Cenab-ı Hakk'ın kudretinin nihayetsiz olması nedeniyle onun için yaratma faaliyetlerinde zorluk-kolaylık kıyaslaması yapamayacağımızı biliyoruz. Peki Rum Suresi 27. Ayettteki "Hem O, (ilk olarak mahlûkatı) yaratmaya başlayan, sonra onu (o yaratmayı âhirette tekrar) iâde edendir. Bu O’na daha kolaydır." ifadesi nasıl anlaşılmalıdır?
Bu insanların anlayışına göre bir anlatımdır. Allah'ın kudreti mutlaktır. Kudretinde derecelenme olmaz. Her şey O'na göre aynı kolaylıktadır. Fakat bir şeyi ilk defa eşsiz olarak yapmak mı daha kolaydır.

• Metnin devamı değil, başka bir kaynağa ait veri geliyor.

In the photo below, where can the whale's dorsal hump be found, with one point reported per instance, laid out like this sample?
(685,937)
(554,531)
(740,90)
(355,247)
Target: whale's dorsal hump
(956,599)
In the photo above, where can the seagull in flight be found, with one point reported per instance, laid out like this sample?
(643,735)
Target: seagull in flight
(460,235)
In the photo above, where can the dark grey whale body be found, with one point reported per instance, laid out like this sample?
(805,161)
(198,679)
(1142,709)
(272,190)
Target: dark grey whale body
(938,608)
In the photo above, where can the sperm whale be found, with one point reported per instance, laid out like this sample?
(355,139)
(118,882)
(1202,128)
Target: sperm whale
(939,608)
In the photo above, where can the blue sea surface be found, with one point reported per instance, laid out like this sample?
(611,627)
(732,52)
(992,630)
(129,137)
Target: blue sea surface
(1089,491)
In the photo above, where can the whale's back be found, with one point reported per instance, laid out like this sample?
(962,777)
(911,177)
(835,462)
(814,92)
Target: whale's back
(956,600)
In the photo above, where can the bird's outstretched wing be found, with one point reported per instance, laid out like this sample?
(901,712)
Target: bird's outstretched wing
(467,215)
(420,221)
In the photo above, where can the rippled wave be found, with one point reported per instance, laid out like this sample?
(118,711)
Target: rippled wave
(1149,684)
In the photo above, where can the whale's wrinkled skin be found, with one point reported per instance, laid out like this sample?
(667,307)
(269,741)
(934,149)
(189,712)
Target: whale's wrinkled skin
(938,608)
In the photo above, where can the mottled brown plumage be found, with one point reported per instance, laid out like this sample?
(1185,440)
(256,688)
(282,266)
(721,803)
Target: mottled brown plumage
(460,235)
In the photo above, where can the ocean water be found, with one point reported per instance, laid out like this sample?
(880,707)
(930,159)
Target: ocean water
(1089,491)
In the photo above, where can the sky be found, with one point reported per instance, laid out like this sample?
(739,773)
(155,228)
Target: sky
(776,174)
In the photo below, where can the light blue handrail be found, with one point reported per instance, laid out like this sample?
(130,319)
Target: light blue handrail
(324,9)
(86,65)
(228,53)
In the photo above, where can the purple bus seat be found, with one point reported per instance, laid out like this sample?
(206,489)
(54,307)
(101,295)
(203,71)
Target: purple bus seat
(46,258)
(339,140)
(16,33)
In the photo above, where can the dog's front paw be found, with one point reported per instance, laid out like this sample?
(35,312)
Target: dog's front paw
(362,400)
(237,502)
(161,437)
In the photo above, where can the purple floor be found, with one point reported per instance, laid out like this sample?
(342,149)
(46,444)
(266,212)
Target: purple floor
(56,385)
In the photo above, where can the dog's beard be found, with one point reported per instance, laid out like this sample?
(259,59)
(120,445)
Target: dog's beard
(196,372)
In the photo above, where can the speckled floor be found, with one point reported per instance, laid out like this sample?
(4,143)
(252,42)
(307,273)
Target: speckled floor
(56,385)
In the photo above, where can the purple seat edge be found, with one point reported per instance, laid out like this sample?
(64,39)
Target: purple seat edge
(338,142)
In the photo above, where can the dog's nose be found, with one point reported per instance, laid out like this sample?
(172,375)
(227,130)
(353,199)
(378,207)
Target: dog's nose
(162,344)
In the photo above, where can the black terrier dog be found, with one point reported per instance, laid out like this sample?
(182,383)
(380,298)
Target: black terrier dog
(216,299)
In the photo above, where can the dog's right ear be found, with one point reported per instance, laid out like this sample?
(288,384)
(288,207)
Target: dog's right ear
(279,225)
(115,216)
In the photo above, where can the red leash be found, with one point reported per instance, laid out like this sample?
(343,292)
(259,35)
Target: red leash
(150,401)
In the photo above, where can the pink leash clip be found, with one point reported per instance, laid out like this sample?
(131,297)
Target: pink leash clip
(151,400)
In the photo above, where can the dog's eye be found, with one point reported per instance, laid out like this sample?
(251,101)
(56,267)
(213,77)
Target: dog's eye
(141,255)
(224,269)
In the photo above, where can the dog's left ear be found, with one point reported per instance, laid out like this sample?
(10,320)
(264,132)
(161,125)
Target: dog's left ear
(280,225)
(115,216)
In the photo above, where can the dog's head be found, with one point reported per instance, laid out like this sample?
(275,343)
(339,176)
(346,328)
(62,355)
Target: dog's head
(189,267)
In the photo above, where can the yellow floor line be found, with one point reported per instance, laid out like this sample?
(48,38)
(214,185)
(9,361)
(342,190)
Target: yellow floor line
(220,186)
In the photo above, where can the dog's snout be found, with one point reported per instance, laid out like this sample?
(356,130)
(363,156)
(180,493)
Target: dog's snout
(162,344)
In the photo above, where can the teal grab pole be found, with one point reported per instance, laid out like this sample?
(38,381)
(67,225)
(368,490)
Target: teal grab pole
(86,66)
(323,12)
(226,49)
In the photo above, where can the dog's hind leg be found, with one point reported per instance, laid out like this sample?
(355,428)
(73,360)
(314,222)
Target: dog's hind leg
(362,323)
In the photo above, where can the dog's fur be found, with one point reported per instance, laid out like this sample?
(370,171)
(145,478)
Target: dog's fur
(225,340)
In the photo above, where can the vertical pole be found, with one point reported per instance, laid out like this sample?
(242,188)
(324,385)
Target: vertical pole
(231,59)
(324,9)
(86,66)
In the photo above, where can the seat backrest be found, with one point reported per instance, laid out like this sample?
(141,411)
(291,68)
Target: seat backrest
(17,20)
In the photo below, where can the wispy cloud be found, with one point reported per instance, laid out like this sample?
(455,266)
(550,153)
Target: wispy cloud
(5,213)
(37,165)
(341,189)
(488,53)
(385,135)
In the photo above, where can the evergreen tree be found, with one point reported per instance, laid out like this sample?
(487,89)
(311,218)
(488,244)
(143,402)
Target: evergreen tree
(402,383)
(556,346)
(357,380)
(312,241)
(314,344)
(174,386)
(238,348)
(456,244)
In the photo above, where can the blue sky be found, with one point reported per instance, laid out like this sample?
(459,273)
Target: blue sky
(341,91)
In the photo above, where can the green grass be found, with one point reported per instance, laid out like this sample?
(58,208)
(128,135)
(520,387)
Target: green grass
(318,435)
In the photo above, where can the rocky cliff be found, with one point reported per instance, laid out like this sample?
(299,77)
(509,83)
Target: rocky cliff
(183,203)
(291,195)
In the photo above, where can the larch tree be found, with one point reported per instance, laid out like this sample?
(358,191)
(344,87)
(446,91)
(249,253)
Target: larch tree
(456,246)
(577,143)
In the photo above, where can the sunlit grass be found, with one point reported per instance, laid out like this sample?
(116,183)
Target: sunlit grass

Yoksa ilk defa yaptıktan sonra o modele göre ikinci defa yapmak mı kolaydır. Normalde bize göre ilk defa yapmak daha zor, ikincisi ona göre daha kolaydır. İşte Cenabı Hak, varlıkları ilk defa eşsiz olarak yaratandır. Ahirette ise önceki yarattığını bir daha yaratmaktır. Bu ise ilk defa yapana daha kolaydır. Yoksa kudretinde derecelenme olduğu manasına gelmemektedir.
Bizde de bir kudret görünmektedir. Fakat bu kudret, Allah tarafından verilmiş olup, sınırlıdır. Sınırlı olduğu için, bir kalemi kaldırmak kolay; bir sırayı kaldırmak zordur. Büyük bir masayı kaldırmak daha zordur. Bir binayı kaldırmak ise bizim için imkânsızdır.
Halbuki, Allah’ın kudretine nispetle az ile çok, küçük ile büyük arasında fark yoktur. Hiçbir şey ona ağır gelmez. Bir baharı yaratmak bir çiçek kadar ona kolaydır. Cenneti yaratmak bir bahar kadar ona rahattır. Çünkü, Allah’ın kudretinin kaynağı kendisidir. Yani başkası tarafından verilmemiştir. Kudretin zıddı olan âcizlik Allah’ta bulunmadığından, O’nun kudretinde dereceler de bulunmaz.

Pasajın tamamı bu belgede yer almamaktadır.